Biomolecular condensates concentrate functionally related components through multivalent and dynamic interactions in biopolymers without a bounding membrane. Using the transcription condensate architecture and the Electrodynamic Quantum Theory of Circuits, we further developed ideas about the electrical design of quantum information in DNA. This theory is an excellent model for characterizing the transcription process and describing the Hamiltonians that define the function in secondary quantification using the methods of Quantum Physics. In this work, we address the graphic and physical–mathematical representation of the DNA qubit as a nonlinear quantum circuit that introduces an anharmonicity through the H-bond. There are similarities between DNA qubits and RF SQUIDs coupled to a cavity mode defined by two resonators. However, DNA qubits differ from the transmon qubits.

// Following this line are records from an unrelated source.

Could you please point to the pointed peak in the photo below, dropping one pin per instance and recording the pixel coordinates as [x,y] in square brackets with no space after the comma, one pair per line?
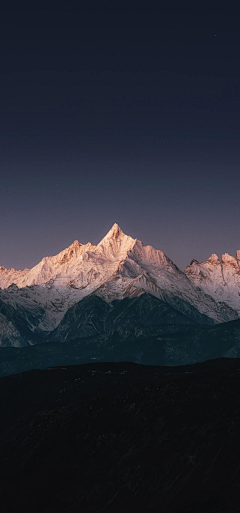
[115,231]
[226,258]
[75,244]
[213,259]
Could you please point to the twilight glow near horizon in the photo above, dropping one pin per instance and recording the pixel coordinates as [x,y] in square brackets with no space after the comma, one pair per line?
[122,116]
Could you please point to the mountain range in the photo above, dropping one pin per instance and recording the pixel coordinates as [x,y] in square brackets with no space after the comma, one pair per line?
[88,290]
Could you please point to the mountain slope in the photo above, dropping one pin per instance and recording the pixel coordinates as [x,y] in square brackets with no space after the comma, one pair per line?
[220,279]
[118,267]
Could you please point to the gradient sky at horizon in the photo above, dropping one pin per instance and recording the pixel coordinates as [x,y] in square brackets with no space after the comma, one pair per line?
[119,115]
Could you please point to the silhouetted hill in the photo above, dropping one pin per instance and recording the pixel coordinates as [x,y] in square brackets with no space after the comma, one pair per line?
[121,437]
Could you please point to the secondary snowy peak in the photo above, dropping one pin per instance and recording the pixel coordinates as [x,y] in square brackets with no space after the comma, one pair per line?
[220,279]
[118,267]
[48,268]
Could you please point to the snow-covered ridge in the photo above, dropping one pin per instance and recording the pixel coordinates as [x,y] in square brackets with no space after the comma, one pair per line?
[118,267]
[220,279]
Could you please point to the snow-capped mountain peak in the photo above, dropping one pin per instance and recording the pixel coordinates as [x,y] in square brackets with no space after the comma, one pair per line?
[117,268]
[115,244]
[220,279]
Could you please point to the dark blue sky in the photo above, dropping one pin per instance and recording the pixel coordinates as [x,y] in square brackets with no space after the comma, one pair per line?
[119,115]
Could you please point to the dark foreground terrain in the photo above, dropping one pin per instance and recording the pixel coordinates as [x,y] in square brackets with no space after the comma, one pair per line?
[121,437]
[149,345]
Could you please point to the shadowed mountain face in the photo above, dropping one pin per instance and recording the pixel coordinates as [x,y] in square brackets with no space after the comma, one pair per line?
[150,345]
[119,268]
[121,437]
[93,316]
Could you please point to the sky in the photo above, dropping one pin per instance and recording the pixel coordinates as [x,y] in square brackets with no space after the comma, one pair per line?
[126,113]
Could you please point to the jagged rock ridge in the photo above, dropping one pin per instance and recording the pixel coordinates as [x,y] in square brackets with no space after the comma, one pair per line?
[118,267]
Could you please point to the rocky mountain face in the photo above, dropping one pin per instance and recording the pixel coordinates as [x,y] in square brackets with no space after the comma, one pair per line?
[220,279]
[49,297]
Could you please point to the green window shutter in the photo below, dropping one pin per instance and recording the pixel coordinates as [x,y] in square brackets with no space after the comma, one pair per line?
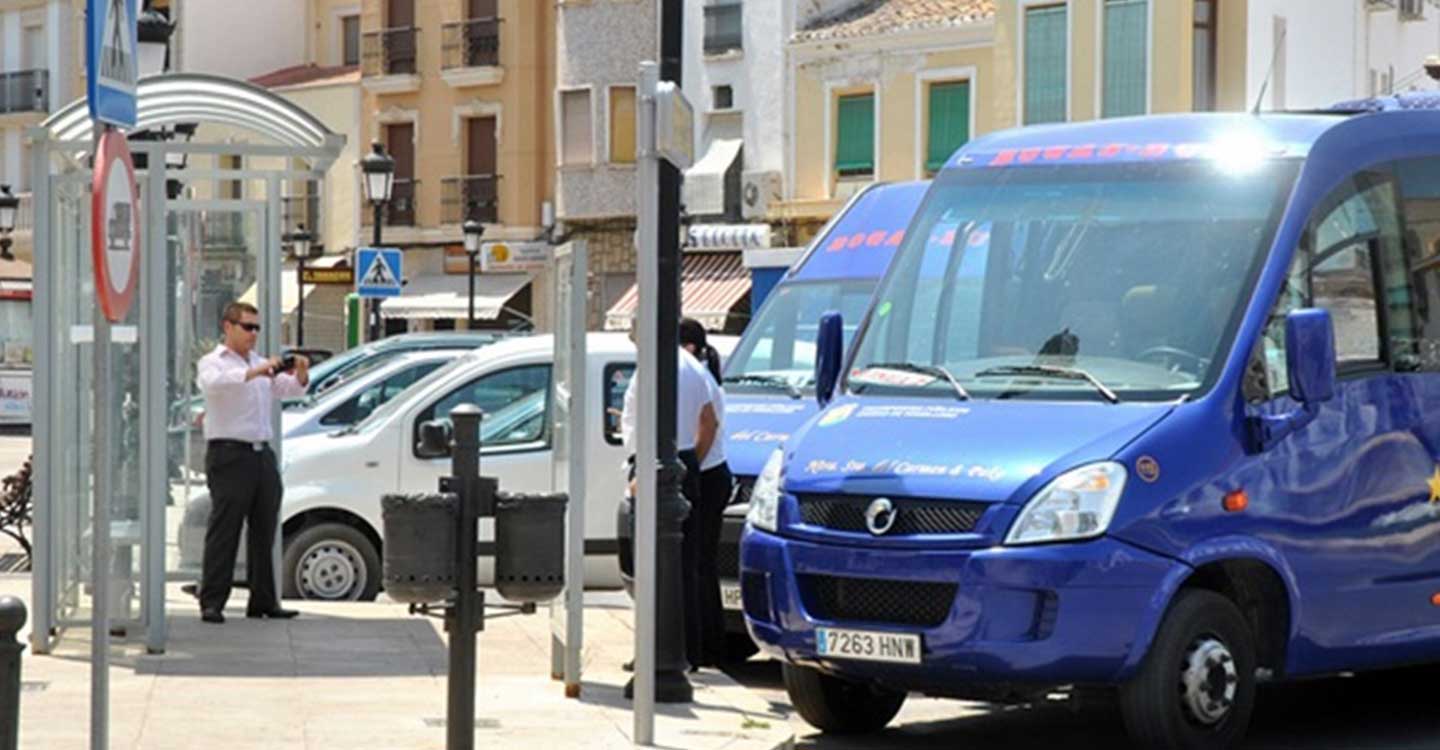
[949,121]
[1046,62]
[856,143]
[1125,39]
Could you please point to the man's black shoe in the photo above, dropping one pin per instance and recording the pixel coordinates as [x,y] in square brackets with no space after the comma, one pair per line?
[275,613]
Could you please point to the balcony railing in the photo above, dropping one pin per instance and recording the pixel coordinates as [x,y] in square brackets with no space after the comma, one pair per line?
[389,52]
[25,91]
[474,196]
[470,43]
[723,28]
[300,210]
[401,210]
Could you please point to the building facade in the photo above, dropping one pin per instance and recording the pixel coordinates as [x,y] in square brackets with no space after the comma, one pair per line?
[458,92]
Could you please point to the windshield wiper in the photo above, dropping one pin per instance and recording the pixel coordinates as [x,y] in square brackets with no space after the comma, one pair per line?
[766,380]
[1050,370]
[936,370]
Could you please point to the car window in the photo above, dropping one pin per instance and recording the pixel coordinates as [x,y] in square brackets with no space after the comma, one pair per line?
[617,379]
[376,395]
[514,403]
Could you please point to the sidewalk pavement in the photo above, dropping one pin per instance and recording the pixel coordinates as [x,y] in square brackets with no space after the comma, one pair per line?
[366,675]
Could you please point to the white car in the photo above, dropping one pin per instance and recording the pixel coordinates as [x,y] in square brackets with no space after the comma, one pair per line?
[360,393]
[331,518]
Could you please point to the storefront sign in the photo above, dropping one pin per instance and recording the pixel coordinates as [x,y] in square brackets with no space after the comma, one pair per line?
[15,398]
[510,256]
[337,277]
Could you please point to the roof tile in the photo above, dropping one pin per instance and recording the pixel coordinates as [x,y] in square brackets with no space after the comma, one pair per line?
[871,17]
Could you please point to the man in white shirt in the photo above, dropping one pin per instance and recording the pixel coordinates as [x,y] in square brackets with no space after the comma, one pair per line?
[241,389]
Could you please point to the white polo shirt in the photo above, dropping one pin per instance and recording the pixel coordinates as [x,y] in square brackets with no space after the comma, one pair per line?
[693,392]
[236,409]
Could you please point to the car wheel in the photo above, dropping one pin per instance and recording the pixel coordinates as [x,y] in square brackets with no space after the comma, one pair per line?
[1195,687]
[331,562]
[840,706]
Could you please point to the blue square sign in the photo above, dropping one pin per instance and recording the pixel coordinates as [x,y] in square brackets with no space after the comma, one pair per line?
[379,272]
[113,59]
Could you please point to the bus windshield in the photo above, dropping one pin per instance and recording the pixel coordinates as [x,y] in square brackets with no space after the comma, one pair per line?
[1116,281]
[778,350]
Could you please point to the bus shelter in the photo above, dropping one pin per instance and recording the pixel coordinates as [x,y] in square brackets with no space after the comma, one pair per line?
[216,160]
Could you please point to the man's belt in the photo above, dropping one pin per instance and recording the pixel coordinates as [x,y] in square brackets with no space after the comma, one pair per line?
[245,445]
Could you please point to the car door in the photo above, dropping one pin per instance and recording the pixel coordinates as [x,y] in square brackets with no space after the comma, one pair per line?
[514,431]
[1354,511]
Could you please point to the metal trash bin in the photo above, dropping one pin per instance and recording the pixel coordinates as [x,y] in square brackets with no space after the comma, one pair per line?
[530,546]
[419,546]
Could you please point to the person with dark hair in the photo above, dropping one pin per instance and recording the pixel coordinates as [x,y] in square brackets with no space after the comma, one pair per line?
[241,389]
[716,485]
[697,436]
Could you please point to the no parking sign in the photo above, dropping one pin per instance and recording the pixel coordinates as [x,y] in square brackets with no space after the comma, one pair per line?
[114,226]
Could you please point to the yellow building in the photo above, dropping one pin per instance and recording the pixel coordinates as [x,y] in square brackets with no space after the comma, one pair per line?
[461,95]
[886,89]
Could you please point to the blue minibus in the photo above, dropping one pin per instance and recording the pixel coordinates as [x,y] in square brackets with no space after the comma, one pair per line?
[1144,405]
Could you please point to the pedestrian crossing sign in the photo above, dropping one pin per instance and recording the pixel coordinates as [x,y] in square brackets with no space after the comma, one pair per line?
[379,272]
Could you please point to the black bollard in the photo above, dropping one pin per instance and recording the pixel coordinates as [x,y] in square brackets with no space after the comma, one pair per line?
[12,618]
[477,497]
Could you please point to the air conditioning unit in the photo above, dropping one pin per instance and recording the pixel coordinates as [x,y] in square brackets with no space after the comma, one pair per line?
[759,190]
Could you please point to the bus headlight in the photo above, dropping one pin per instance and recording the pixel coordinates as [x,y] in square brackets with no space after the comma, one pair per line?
[765,498]
[1077,504]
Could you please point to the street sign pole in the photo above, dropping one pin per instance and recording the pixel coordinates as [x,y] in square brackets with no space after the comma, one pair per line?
[647,174]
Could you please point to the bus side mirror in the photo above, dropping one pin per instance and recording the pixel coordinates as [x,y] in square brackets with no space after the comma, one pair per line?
[1309,344]
[830,344]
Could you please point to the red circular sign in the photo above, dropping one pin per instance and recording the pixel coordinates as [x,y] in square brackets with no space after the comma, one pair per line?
[114,226]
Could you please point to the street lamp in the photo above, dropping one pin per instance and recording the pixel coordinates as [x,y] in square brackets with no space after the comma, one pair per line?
[473,231]
[378,170]
[301,246]
[9,208]
[154,29]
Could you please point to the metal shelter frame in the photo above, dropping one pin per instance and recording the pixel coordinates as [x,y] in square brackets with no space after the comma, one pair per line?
[61,167]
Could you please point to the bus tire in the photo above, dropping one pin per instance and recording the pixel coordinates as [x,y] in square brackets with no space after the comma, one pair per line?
[840,706]
[1197,685]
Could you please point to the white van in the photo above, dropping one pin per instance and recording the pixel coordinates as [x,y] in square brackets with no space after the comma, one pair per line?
[334,481]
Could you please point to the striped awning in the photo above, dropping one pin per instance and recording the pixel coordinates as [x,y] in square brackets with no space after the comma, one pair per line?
[710,287]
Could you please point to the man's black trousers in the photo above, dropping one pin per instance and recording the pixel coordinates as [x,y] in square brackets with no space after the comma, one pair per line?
[245,491]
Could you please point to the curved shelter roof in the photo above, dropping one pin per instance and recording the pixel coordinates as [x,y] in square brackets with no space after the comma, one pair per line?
[176,98]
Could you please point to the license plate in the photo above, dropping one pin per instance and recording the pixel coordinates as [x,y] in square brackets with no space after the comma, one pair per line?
[730,596]
[864,645]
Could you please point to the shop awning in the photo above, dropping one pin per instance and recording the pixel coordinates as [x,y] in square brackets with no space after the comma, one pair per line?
[447,295]
[290,285]
[710,287]
[704,182]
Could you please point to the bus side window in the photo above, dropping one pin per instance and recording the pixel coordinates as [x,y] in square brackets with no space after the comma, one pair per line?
[1357,271]
[1419,183]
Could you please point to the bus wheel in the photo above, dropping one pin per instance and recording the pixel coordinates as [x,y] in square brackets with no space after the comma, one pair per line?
[838,706]
[1197,687]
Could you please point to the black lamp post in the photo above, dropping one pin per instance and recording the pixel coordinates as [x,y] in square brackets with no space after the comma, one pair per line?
[378,169]
[474,231]
[301,248]
[9,208]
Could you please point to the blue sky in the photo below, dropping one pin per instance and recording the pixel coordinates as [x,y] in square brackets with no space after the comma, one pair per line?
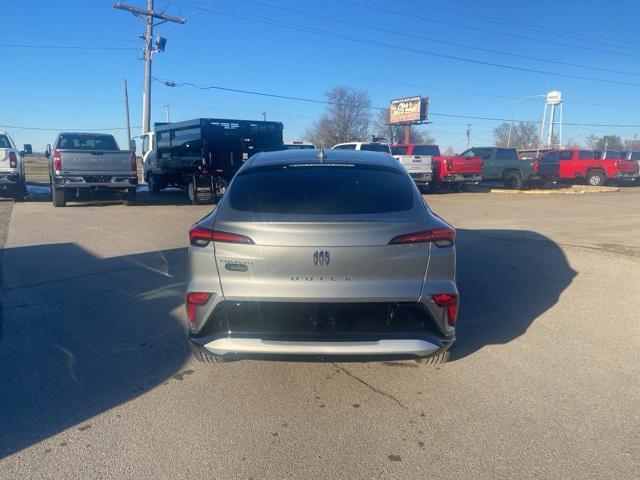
[242,44]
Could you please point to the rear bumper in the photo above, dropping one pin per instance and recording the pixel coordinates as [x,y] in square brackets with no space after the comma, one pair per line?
[237,330]
[9,179]
[421,178]
[462,177]
[625,176]
[105,182]
[246,348]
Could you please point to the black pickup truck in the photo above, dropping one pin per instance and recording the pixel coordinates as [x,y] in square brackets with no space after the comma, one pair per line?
[202,155]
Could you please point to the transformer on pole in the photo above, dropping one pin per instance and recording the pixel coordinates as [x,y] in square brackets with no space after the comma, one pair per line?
[148,16]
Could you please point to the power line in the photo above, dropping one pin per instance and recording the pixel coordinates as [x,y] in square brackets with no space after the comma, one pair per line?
[573,35]
[64,47]
[444,42]
[485,30]
[327,33]
[326,102]
[44,129]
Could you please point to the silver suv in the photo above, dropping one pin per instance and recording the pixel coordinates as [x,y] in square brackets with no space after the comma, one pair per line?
[322,254]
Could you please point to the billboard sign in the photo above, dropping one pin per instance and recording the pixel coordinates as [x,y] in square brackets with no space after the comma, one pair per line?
[408,110]
[554,97]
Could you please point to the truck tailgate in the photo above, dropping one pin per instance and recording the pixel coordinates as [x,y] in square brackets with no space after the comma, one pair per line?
[415,163]
[629,166]
[457,164]
[114,162]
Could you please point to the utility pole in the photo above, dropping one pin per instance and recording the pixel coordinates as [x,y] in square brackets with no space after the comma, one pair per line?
[148,16]
[126,109]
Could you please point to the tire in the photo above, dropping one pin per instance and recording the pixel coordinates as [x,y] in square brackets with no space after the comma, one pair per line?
[596,179]
[58,197]
[205,356]
[436,359]
[513,181]
[20,192]
[153,185]
[130,197]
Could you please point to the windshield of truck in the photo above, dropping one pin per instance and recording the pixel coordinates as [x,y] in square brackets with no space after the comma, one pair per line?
[432,150]
[507,153]
[399,150]
[375,147]
[303,190]
[80,141]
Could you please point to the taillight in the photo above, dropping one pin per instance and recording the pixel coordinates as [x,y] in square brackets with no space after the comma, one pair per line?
[200,237]
[57,161]
[441,237]
[195,300]
[450,302]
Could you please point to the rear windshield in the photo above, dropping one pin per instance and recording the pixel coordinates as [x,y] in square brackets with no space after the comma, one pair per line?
[298,147]
[86,142]
[322,190]
[432,150]
[507,153]
[375,147]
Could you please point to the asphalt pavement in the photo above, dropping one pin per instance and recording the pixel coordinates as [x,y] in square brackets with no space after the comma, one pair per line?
[97,380]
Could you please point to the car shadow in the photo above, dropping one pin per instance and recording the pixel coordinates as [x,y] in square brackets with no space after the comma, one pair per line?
[84,334]
[507,279]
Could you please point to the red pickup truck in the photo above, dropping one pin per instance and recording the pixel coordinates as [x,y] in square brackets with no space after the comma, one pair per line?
[575,164]
[455,171]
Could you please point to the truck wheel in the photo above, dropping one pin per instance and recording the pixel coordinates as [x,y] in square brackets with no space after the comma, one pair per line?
[513,181]
[57,194]
[130,197]
[20,192]
[435,359]
[153,185]
[596,179]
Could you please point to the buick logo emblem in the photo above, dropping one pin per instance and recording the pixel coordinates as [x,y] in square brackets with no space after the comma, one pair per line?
[321,257]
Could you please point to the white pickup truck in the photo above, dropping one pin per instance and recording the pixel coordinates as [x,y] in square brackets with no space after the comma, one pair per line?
[82,163]
[12,177]
[417,159]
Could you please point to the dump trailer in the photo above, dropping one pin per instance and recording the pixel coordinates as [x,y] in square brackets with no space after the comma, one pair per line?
[201,156]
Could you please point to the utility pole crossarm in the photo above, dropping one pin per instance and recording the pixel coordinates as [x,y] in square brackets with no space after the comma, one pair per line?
[149,13]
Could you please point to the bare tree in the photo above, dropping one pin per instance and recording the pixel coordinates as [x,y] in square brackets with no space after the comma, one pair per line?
[632,145]
[395,133]
[523,135]
[345,120]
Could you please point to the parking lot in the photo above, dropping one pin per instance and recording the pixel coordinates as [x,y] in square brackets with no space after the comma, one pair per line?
[98,380]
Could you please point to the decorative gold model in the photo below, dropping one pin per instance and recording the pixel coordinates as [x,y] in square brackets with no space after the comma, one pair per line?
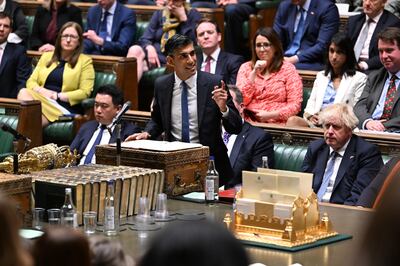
[40,158]
[255,220]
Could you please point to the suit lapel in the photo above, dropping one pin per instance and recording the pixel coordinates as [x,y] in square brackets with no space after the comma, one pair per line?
[238,144]
[202,91]
[346,162]
[7,54]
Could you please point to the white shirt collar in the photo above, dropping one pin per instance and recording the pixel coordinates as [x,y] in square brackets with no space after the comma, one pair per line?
[191,82]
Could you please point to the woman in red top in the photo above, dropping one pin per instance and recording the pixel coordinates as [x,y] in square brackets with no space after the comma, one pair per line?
[272,89]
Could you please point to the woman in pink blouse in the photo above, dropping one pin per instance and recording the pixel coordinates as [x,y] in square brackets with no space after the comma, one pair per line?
[272,89]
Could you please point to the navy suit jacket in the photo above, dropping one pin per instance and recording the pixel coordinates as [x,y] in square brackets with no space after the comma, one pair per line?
[227,65]
[368,197]
[321,24]
[122,32]
[250,146]
[15,69]
[369,99]
[360,164]
[353,29]
[87,130]
[209,118]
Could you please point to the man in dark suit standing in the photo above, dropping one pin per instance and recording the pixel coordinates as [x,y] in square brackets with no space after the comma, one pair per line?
[212,59]
[107,104]
[305,28]
[343,164]
[111,29]
[363,32]
[246,149]
[378,107]
[15,66]
[189,106]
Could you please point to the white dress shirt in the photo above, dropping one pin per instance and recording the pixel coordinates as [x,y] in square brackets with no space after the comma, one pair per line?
[176,110]
[328,193]
[105,139]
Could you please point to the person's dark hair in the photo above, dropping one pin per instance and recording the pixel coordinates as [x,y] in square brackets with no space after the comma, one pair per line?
[204,20]
[273,38]
[11,251]
[198,243]
[381,237]
[234,89]
[57,47]
[61,246]
[108,253]
[6,15]
[114,92]
[176,42]
[391,35]
[343,43]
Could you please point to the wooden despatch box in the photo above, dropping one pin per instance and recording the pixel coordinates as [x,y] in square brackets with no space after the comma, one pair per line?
[185,170]
[18,188]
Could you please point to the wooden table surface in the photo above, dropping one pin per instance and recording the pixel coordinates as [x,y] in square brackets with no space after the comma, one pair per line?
[346,220]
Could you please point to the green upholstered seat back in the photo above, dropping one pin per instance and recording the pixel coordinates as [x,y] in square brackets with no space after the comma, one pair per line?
[289,157]
[6,139]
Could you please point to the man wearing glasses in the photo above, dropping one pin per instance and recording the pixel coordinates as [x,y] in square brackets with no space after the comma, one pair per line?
[108,103]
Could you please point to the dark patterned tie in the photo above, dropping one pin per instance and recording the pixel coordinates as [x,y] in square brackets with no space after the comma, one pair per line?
[185,113]
[90,154]
[389,101]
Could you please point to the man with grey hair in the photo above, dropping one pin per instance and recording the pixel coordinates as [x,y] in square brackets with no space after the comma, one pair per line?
[343,164]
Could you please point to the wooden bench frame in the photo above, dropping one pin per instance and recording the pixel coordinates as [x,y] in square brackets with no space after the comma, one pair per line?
[124,68]
[29,120]
[143,13]
[388,145]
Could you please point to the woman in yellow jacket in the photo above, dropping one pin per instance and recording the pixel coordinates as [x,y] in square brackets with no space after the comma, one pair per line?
[63,78]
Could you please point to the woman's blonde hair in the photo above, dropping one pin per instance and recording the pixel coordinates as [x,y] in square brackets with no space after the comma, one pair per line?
[58,49]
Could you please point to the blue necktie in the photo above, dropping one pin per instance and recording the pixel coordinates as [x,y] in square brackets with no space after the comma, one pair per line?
[103,26]
[185,113]
[294,47]
[327,176]
[90,154]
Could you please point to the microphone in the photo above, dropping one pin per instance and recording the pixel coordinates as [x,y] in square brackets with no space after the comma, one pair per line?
[15,133]
[117,118]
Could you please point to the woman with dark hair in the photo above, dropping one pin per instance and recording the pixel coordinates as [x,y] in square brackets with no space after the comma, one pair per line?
[61,246]
[49,18]
[271,87]
[62,78]
[338,83]
[197,243]
[11,251]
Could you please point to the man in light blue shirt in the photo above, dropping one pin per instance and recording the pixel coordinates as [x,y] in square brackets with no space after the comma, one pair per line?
[377,108]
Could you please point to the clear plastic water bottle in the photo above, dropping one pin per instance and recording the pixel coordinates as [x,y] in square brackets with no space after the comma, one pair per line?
[111,216]
[264,162]
[211,182]
[69,216]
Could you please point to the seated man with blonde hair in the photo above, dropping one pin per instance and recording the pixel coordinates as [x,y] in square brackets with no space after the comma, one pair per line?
[343,164]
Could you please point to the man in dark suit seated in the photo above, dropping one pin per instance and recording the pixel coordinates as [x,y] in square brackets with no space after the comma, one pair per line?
[305,28]
[189,106]
[246,149]
[15,66]
[111,29]
[107,104]
[343,164]
[212,59]
[363,32]
[378,107]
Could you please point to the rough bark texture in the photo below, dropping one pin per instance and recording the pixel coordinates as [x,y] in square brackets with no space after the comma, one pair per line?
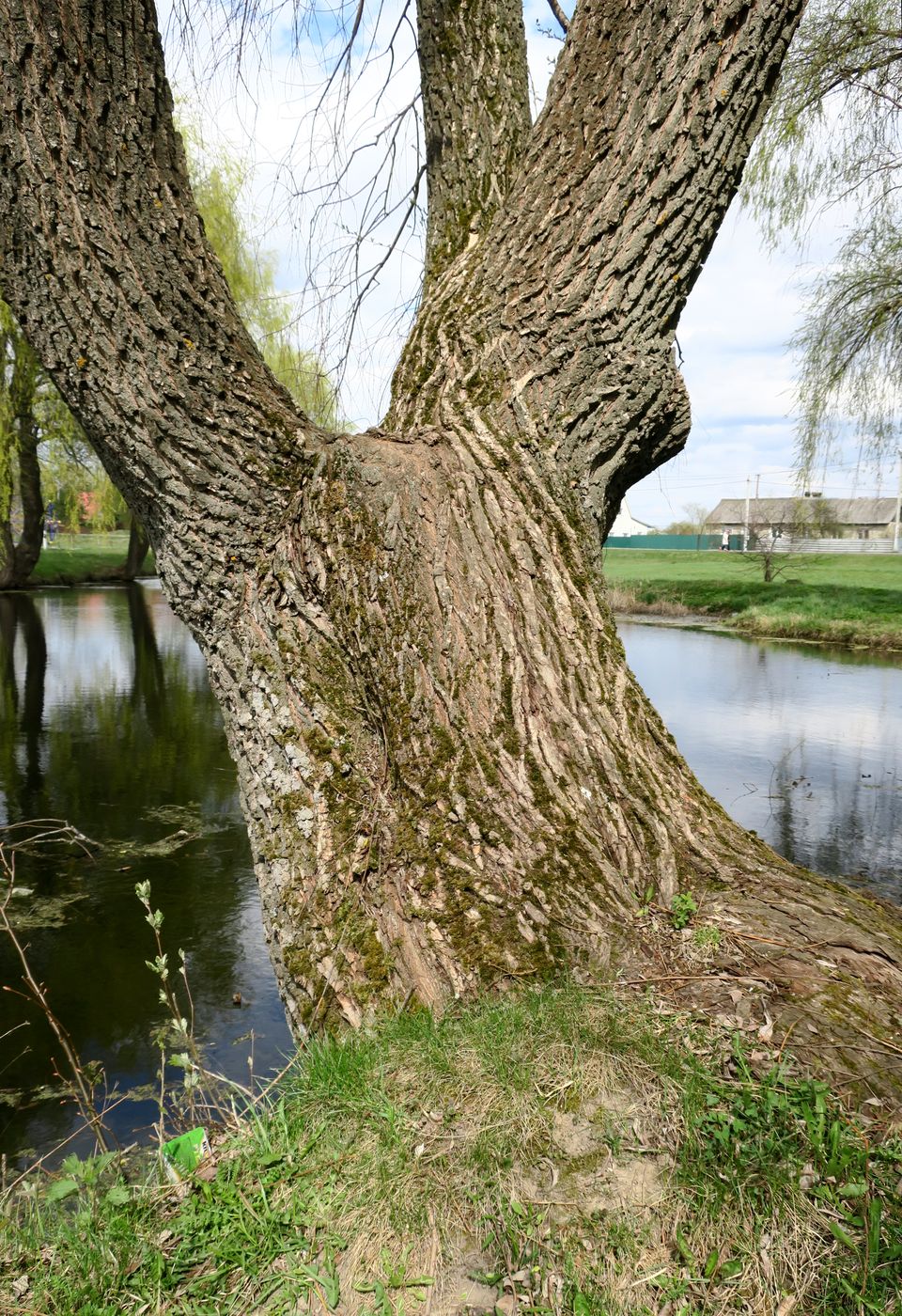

To characterize DNA as a transmission line or a wire model, the backbone structure of single-stranded DNA must be analyzed. It has connections between successive bps. Hence, the line’s superconductors in a given gene are the bps. Each single DNA strand backbone works like a TEM with discrete distributed parameters. In this work, we described the Hamiltonian of one qubit coupled to two resonators. We concluded that every gene in DNA can be modeled as a combination of ($n$) circuits. The RNA pol II, acting like a multifunctional biomolecular machine, produces the system’s decoherence like an artificially engineered device. A processive P circuit with multiple kinase inputs and in the 52 repeated heptad motif (Tyr₁Ser₂Pro₃Thr₄Ser₅Pro₆Ser₇) controls multi-target qubits. The $PPi$ release step is crucial to the mechano–chemical coupling mechanism during transcription elongation because it is equivalent to the computation pulse. The transcription process involves coupling ($n$) circuits, each containing nine qubits.

Evolutionarily conserved biological processes are critical and contain essential secrets that allow for a specific function to be carried out. Knowing these deep secrets helps us understand fundamental human and natural development processes. Understanding basic quantum interactions is essential to discovering these biological secrets. Quantum Molecular Biology is an emerging and fascinating field of study. The quantum information in DNA is related to life evolution and preservation.